Mmmm, it seems i have the same problem but my monitor is sooooooo slow when changing resolution I don't see the splash at all. This only happens when using 'silent' (theme doesn't matter I tried a few). When I use 'verbose' everything works as expected.

----------

## FcukThisGame

Is splash in your boot runlevel or just your default? Mine's in both and everything's working just fine.

----------

## treat

It's in boot runlevel only. I don't think this is the problem since when using 'verbose' the splash screen shows up instantly as expected, 'silent' has worked before but has been broken for a while now. I probably should have looked into it when i first noticed it, but i thought it would only be a matter of rebuilding splashutils and the initramfs image.
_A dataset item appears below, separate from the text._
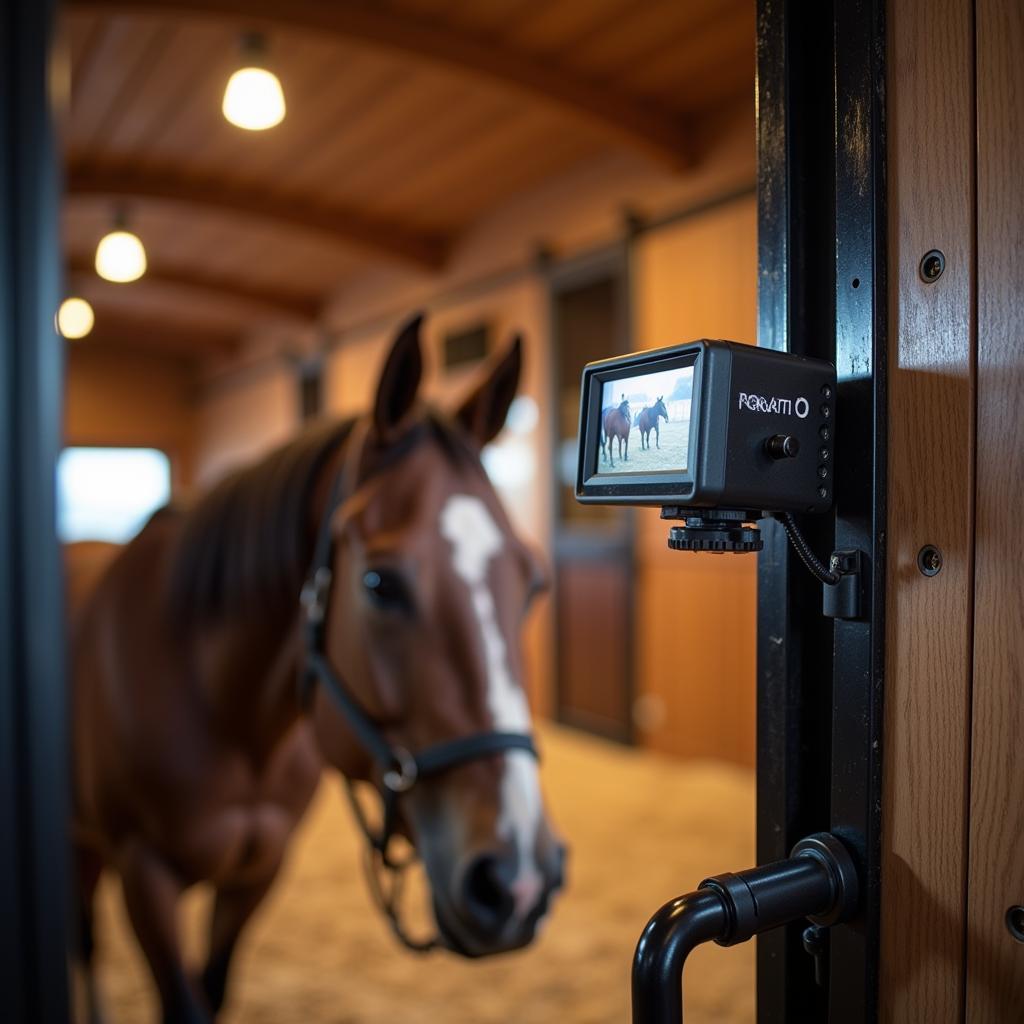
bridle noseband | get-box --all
[299,421,538,952]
Now i can't remember what I did when it first broke.

----------

## FcukThisGame

Hmm...that sounds like an issue with either your boot params or with your splash theme itself.
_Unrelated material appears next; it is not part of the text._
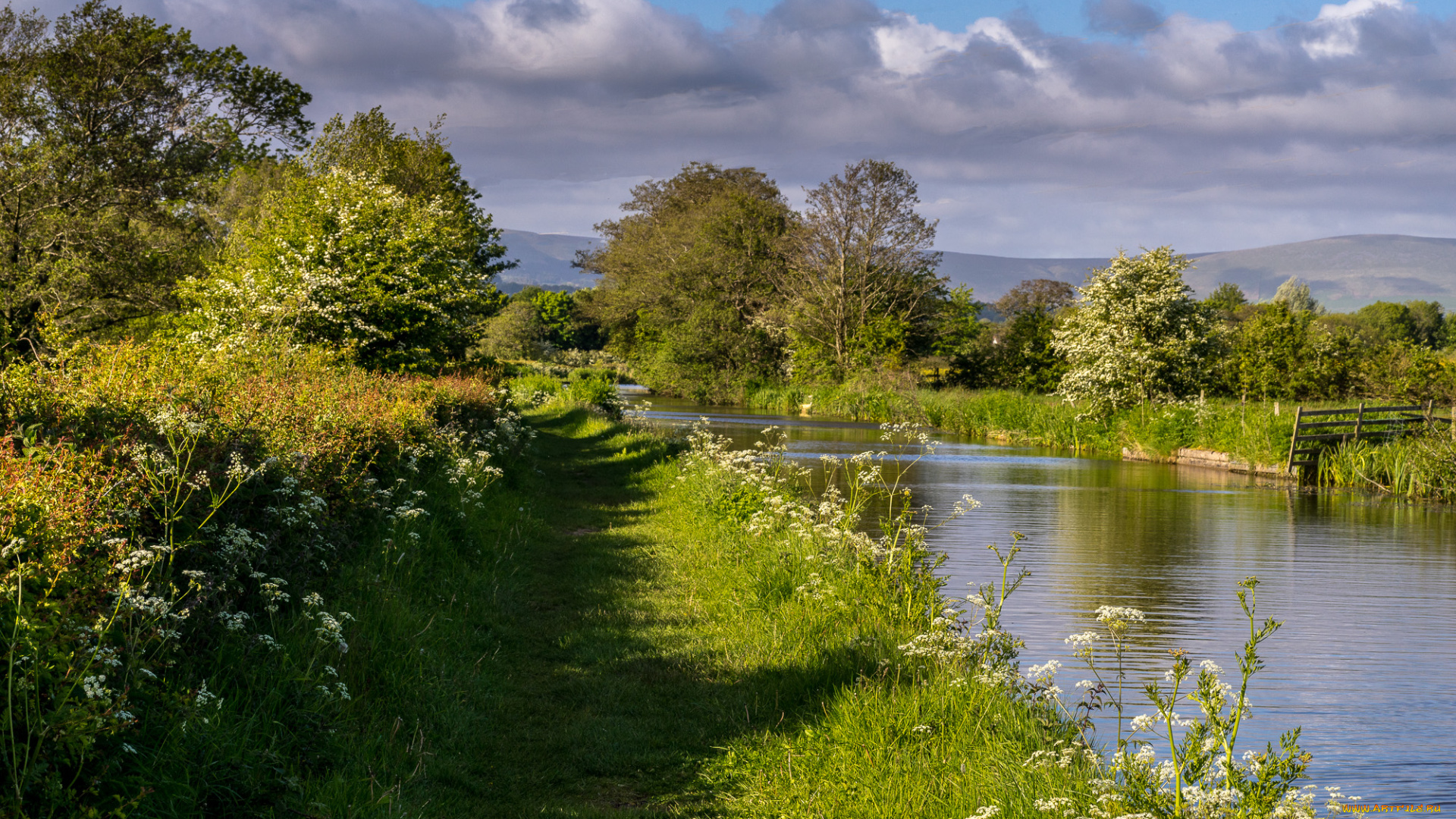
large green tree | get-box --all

*checking your grub.conf file*

I would try changing your video statement to video:1400x1050-24@60

It may be because it's readonly.

If neither of those work, try a different theme and see if that works.

----------

## treat

i found this thread which seems to describe my problem exactly:

https://forums.gentoo.org/viewtopic-t-436760-highlight-fbsplash+silent.html

apparently there is a fbsplash bug in 2.6.15-r1 which was fixed in 2.6.15-r2, so I'm compiling 2.6.15-r7 right now.

solved: updating kernel, re-emerge splashutils and rebuilding initramfs image did the trick.

----------